Diffraction makes it spread out, and is related to aperture. I don't know if diffraction affects signal quality.
Would using the frequency of hydrogen mean there is a lot of background hydrogen noise? I read that microwaves at 1-10mhz is best.
The problem is that even the largest steerable radio telescope is only about 100 meters diameter. 1.42 GHz is about 21cm (actually nicknamed 21cm line by radioastronomers), so in terms of wavelength, the dish is less than 500 wavelengths -- the half power beamwidth is about 12 arc minutes. "Diffraction" (wave nature) causes sidelobes that are identical to what we see in Airy rings. Not a huge problem for transmitting power loss, but a bigger problem for receiving, since the sidelobes at the feed antenna picks up noise from the warm ground (compared to the detectors, which are cooled to near absolute 0 K), but you can control that by designing a feed antenna that does not illuminate the ground, at a small loss to aperture.
Although the sky coverage is more limited, the Arecibo (Puerto Rico) antenna was much larger, but that radiotelescope is no more -- in spite of that, lots of SETI search was done at Arecibo, both by piggy backing on other experiments, or alone.
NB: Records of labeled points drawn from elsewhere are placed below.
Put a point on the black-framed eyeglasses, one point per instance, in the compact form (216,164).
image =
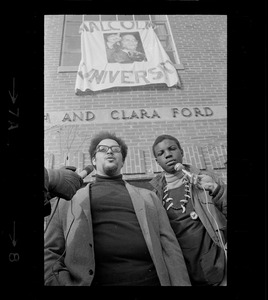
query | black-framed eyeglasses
(105,148)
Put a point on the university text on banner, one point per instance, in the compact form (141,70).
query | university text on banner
(120,54)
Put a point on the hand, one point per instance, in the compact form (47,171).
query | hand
(204,181)
(64,182)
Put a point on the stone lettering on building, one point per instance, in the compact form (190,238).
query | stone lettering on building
(117,115)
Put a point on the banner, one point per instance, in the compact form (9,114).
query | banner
(119,54)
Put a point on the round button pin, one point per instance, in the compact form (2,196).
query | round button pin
(193,215)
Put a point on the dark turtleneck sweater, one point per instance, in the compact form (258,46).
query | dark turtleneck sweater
(121,254)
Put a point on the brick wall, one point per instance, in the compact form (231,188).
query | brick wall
(201,45)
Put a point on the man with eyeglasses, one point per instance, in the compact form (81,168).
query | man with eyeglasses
(112,233)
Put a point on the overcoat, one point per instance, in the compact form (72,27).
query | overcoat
(69,245)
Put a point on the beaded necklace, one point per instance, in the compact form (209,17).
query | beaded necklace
(187,197)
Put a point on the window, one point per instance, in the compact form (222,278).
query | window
(71,54)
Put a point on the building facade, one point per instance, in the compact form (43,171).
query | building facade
(195,112)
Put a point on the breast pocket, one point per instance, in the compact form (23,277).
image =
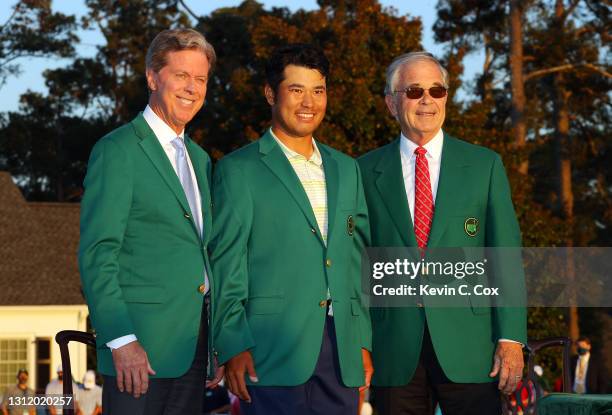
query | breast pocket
(264,305)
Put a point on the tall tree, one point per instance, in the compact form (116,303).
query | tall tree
(360,38)
(34,30)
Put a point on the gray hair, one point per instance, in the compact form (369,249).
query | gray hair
(408,58)
(174,40)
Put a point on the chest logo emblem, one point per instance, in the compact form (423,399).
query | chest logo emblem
(471,226)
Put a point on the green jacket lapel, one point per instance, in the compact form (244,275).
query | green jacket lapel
(273,157)
(155,152)
(201,172)
(390,184)
(330,167)
(449,186)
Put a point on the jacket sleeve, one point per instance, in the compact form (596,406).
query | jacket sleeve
(105,210)
(232,213)
(503,234)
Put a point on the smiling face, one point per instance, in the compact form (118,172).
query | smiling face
(420,119)
(299,104)
(179,88)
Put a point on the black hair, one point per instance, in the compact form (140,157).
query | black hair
(299,54)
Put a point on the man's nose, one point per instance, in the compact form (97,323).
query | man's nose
(190,85)
(307,100)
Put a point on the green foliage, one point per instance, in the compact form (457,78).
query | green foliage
(360,39)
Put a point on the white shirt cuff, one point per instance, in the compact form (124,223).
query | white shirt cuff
(511,341)
(121,341)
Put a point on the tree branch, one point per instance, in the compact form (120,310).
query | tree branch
(15,10)
(570,9)
(195,16)
(566,67)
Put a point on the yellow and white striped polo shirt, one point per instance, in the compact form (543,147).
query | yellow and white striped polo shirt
(312,176)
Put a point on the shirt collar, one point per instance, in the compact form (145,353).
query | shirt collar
(433,147)
(290,154)
(162,131)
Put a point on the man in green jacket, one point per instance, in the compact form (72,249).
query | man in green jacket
(145,226)
(430,190)
(290,222)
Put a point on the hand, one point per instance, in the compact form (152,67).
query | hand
(219,374)
(235,370)
(508,362)
(368,368)
(133,368)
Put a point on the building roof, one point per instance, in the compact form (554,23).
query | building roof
(38,250)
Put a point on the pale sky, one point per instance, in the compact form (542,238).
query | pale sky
(31,77)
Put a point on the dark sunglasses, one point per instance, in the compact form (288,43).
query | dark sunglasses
(416,92)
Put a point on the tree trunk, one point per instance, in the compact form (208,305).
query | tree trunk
(519,126)
(564,166)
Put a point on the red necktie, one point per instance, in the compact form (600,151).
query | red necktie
(423,199)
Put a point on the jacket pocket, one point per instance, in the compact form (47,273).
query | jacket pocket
(143,294)
(355,306)
(264,305)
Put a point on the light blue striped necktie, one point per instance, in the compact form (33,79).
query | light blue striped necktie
(185,178)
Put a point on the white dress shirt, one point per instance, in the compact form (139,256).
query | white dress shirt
(434,158)
(165,135)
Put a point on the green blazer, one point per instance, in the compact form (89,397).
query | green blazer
(140,256)
(472,184)
(273,269)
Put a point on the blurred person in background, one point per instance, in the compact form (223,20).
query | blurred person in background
(20,391)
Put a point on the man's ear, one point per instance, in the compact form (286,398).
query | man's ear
(390,101)
(151,83)
(269,93)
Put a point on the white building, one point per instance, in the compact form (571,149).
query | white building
(40,290)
The first SETI attempt was done by Frank Drake (Project Ozma) with just a 26m dish :-).
The usual reason for picking the microwave region near 1.4 GHz is that for earthbound telescopes, it has the best SNR. The "romantic" reason, attributed to Barney Oliver, is that it is at the "water hole" region -- Hydrogen spin flip radiation is at 1420.404 MHz, and there are four lines that are associated with Hydroxyl radical (OH) around 1667 MHz -- ergo H2O :-).
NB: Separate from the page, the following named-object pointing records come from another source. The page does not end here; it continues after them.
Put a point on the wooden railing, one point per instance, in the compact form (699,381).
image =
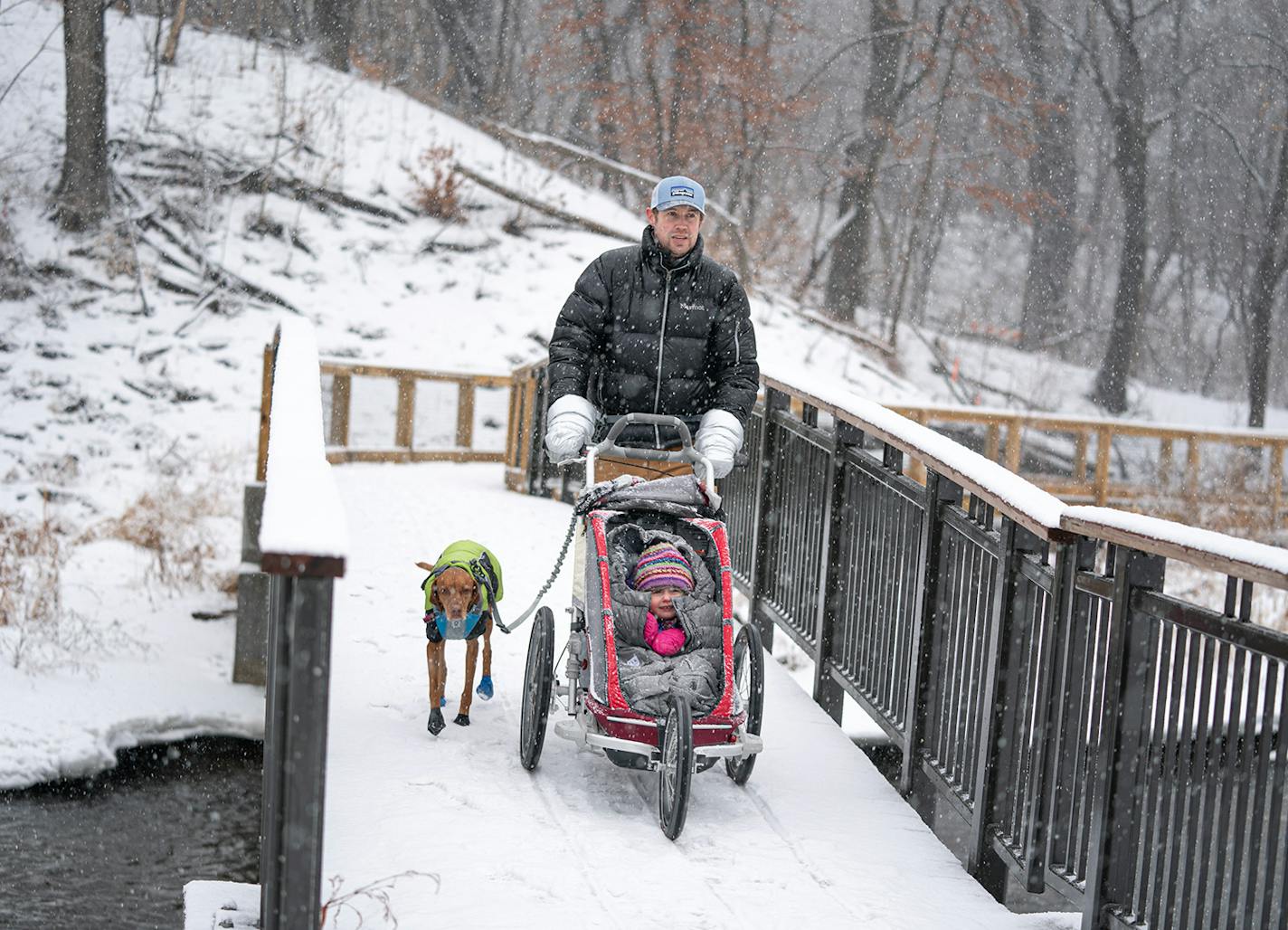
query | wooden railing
(1060,719)
(1179,473)
(404,447)
(1239,471)
(303,544)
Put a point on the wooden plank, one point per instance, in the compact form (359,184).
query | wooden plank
(404,419)
(512,428)
(1012,447)
(1080,455)
(1057,422)
(342,389)
(1104,446)
(930,461)
(1175,550)
(336,366)
(266,410)
(465,415)
(1276,485)
(528,388)
(342,456)
(308,565)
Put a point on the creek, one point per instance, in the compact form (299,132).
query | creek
(115,850)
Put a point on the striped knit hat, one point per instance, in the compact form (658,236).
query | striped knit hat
(662,565)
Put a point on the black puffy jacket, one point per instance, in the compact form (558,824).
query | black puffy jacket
(637,337)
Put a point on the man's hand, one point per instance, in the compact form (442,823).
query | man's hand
(719,440)
(570,424)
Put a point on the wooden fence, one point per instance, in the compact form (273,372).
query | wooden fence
(1062,723)
(1138,465)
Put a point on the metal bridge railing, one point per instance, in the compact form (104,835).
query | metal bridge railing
(303,545)
(1060,719)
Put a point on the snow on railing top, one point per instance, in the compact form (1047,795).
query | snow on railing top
(1024,503)
(303,520)
(1254,561)
(1055,422)
(1039,511)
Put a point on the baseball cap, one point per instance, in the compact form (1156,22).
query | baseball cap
(679,191)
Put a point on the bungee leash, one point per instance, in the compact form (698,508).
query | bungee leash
(536,602)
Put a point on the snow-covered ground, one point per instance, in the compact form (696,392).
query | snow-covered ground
(111,384)
(817,831)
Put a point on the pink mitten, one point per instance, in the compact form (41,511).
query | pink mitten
(662,641)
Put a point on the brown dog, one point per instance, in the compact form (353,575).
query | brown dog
(455,593)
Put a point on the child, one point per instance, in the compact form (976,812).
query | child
(666,574)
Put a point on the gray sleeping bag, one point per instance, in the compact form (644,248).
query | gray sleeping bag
(647,678)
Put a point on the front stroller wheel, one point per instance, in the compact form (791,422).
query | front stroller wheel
(749,677)
(675,771)
(537,679)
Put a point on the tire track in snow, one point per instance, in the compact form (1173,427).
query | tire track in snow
(807,865)
(601,897)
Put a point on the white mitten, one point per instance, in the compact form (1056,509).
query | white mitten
(570,424)
(719,440)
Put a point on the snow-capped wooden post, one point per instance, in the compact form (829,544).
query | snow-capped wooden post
(774,401)
(303,545)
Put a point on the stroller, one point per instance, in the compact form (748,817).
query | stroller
(679,715)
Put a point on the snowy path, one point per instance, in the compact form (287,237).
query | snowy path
(817,835)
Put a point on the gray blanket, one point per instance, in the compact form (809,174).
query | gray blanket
(648,679)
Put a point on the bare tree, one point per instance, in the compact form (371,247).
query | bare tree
(335,31)
(1053,179)
(84,190)
(1126,105)
(459,21)
(1272,263)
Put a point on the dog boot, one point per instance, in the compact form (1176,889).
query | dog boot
(436,722)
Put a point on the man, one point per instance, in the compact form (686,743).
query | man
(656,328)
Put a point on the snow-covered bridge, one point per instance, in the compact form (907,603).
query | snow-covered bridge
(1065,724)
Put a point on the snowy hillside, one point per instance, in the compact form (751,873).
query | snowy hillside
(260,185)
(106,367)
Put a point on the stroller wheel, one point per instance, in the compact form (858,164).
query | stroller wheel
(749,675)
(675,769)
(537,679)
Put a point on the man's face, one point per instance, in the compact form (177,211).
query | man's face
(675,228)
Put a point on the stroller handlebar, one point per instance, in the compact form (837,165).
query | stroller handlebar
(686,453)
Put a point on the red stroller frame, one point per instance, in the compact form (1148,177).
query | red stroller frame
(598,713)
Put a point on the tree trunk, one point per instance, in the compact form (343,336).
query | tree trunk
(847,279)
(1130,161)
(172,42)
(1270,268)
(334,21)
(84,188)
(1054,178)
(468,87)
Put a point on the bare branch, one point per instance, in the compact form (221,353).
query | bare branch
(14,79)
(1234,142)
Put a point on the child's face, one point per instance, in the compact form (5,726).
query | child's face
(661,602)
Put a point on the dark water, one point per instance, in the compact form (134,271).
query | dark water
(116,850)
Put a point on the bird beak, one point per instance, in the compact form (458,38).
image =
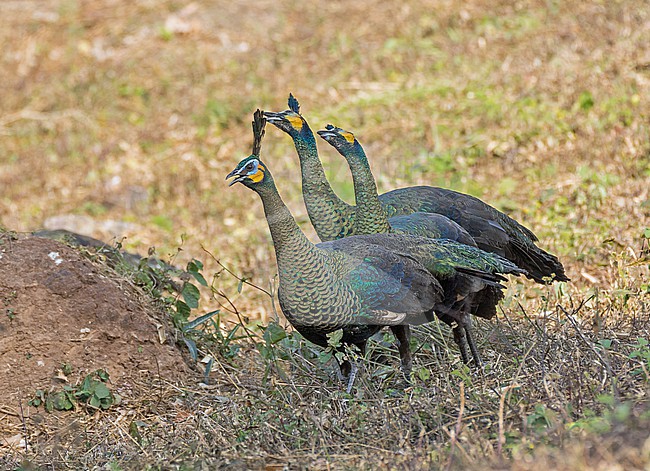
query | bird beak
(273,117)
(235,173)
(326,134)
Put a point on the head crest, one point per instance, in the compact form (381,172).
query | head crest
(293,104)
(259,122)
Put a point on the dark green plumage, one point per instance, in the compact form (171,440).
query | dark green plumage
(333,218)
(362,283)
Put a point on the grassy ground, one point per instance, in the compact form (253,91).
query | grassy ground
(135,111)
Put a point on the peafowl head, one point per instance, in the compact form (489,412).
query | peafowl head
(290,121)
(251,171)
(342,140)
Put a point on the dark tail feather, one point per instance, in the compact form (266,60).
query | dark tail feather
(538,263)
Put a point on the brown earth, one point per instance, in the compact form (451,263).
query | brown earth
(59,308)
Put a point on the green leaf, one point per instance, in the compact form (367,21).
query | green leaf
(191,346)
(101,391)
(163,222)
(605,343)
(195,265)
(274,333)
(191,295)
(334,338)
(198,277)
(183,309)
(199,320)
(95,402)
(424,374)
(208,368)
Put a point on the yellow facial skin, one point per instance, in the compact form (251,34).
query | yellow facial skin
(348,136)
(259,175)
(295,121)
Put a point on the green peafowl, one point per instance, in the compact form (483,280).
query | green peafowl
(332,218)
(360,284)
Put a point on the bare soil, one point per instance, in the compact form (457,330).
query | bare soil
(59,308)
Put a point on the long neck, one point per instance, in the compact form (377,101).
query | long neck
(330,215)
(289,241)
(370,216)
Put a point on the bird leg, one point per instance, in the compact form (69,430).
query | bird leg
(348,368)
(472,345)
(461,341)
(403,335)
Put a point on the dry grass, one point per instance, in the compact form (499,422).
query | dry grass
(135,111)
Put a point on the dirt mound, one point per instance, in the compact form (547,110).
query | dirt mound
(58,308)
https://www.seti.net...e/waterhole.php for example, shows the water hole inside the best SNR region between 1000 MHz and 10000 MHz.
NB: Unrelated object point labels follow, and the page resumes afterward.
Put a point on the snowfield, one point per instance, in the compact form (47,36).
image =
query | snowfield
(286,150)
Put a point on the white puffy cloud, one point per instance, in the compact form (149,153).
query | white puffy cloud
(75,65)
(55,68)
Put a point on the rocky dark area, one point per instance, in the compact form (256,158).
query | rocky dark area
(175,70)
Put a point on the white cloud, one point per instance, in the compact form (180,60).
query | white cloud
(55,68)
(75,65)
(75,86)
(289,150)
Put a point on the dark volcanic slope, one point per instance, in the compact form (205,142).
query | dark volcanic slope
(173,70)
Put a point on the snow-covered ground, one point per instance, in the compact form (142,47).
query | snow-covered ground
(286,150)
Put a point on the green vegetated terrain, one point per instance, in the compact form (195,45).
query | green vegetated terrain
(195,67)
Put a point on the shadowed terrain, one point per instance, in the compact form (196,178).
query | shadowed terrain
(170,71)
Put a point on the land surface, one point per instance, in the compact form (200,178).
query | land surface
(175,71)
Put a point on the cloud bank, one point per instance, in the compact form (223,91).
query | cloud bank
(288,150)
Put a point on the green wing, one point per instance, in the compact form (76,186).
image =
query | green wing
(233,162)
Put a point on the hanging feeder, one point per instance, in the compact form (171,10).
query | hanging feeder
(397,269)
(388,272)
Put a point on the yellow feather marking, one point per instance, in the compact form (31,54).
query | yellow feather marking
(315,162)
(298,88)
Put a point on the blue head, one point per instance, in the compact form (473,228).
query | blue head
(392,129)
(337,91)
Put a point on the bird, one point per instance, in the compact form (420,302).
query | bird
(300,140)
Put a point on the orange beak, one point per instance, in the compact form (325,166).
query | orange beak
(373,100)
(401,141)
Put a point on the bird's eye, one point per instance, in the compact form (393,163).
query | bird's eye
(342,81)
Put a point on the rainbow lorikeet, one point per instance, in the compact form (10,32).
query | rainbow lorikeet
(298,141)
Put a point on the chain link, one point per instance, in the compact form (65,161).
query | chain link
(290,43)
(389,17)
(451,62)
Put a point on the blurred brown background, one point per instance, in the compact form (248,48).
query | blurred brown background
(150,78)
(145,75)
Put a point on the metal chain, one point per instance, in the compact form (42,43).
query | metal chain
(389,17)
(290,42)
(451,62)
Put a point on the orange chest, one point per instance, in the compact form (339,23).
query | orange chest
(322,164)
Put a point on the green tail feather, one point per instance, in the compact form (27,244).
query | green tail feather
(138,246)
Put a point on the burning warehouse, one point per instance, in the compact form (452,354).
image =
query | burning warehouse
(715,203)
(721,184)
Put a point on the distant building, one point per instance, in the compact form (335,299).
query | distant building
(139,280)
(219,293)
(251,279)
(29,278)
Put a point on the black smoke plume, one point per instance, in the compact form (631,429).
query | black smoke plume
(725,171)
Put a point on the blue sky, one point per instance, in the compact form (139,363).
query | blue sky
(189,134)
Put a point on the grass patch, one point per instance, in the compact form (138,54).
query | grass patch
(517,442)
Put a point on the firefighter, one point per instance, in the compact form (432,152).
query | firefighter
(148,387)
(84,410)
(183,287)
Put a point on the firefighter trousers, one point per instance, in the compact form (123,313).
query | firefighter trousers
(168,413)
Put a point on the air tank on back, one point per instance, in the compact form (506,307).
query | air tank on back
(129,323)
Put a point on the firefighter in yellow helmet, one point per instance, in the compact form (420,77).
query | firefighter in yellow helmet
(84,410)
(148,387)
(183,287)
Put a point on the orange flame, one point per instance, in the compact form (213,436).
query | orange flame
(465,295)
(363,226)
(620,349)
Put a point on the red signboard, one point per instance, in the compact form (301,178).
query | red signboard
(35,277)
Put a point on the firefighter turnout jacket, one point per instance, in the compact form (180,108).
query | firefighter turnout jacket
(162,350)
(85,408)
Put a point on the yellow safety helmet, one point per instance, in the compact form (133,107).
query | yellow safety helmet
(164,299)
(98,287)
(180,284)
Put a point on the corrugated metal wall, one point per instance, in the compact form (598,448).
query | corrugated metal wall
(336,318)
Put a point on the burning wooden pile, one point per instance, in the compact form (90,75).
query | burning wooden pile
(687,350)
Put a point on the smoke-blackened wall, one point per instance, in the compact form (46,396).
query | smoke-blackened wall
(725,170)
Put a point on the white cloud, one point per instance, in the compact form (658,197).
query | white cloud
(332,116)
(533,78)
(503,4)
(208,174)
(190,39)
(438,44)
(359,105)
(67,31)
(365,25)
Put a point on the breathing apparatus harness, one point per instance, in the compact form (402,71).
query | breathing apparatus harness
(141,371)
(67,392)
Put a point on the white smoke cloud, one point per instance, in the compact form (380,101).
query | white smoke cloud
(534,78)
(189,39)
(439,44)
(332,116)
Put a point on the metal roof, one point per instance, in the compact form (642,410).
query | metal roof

And other rationales include that is a natural place to transmit if the transmitter and the receiver are trying to meet up blindy. But I have also read of searches at 2x Hydrogen spin flip, to avoid the background noise from H. I heard of suggestions at pi times Hydrogen, but I am not sure anyone actually did it :-).
I think the 1.420 GHz Hydrogen spin flip was either predicted or discovered during or just after WWII. It was not until the early 1960s that the Hydroxyl radical lines were observed by Sandy Weinreb, using the autocorrelation receiver that he created for his Ph.D thesis. (Sandy was my supervisor when I was a summer intern during my Junior and Senior years at Green Bank in the late 1960s :-).
Chen
Edited by w7ay, 28 March 2025 - 02:33 AM.